3. Je vous dis, mon très cher Frère, que celui-là ne résiste pas, le moindre vent le jette par terre; car son fondement, c'est-à-dire son amour est placé dans des choses vaines, légères et transitoires qui passent et fuient comme le vent. Vous voyez bien qu'en dehors de Dieu rien n'est solide; si c'est la vie, elle disparaît. De la vie nous allons à la mort, de la santé a la maladie, de l'honneur à la honte, de la richesse à la pauvreté; tout passe, tout se. précipite. Oh! combien se [267] trompe celui qui met son affection en ces choses! Il l'y met parce qu'il s'aime lui-même d'un amour sensuel; il aime ce qui flatte cette partie grossière de lui-même; mais il ne s'aime pas d'un amour raisonnable fondé sur la vertu. Car, s'il s'aimait par raison et par vertu, et non pas avec l'amour de lui-même et du monde, en se cherchant et en cherchant les créatures plus que Dieu, il ne perdrait rien quand tout vient à lui manquer; il n'en ressentirait aucune peine, car il n'aurait pas cet amour qui seul fait souffrir ceux qui aiment hors de Dieu: mais il ne souffre pas celui qui s'aime et qui aime les créatures dans la connaissance solide et véritable de son Créateur. Il voit bien que c'est Dieu qui lui donne ou lui ôte les choses spirituelles ou temporelles, en voulant uniquement notre bien et notre sanctification.

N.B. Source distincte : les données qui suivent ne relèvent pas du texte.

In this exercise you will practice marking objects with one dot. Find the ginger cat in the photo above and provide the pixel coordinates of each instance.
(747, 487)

4. Alors, avec cette lumière et cette connaissance qu'il a acquise de lui, de la bonté de Dieu, et de son ineffable charité, il s'humilie profondément par la haine et le mépris de lui-même. Il naît en lui une patience qui le soutient dans les peines, les injures les affronts, parce qu'il est content de souffrir, en pensant qu'il s'est révolté contre son Créateur. Ses fondements sont solides; il est devenu une pierre ferme établie sur la pierre qui est le Christ Jésus, dont il suit les traces et il ne peut rechercher, aimer et vouloir que ce que Dieu aime, et détester ce que Dieu déteste: il reçoit alors tant de joie, de force et de consolation, que rien au monde, ni le démon, ni les créatures, ne peut l'affaiblir ou lui causer quelque amertume; car là où est Dieu, se trouvent tous les biens. Que notre coeur ne se sépare donc pas de tant [268] d'amour; plus de négligence et d'aveuglement, suivez l'Agneau immolé sur le bois de la très sainte Croix; autrement, très cher Père, vous qui êtes une colonne placée pour aider et soutenir autant que vous le pourrez la douce Epouse de l'Agneau, vous tomberiez du rang où il vous a mis, non à cause de votre mérite, mais à cause de sa bonté, pour que vous l'honoriez et que vous serviez le prochain. Nourrissez-vous, nourrissez-vous des âmes qui ont été sa nourriture.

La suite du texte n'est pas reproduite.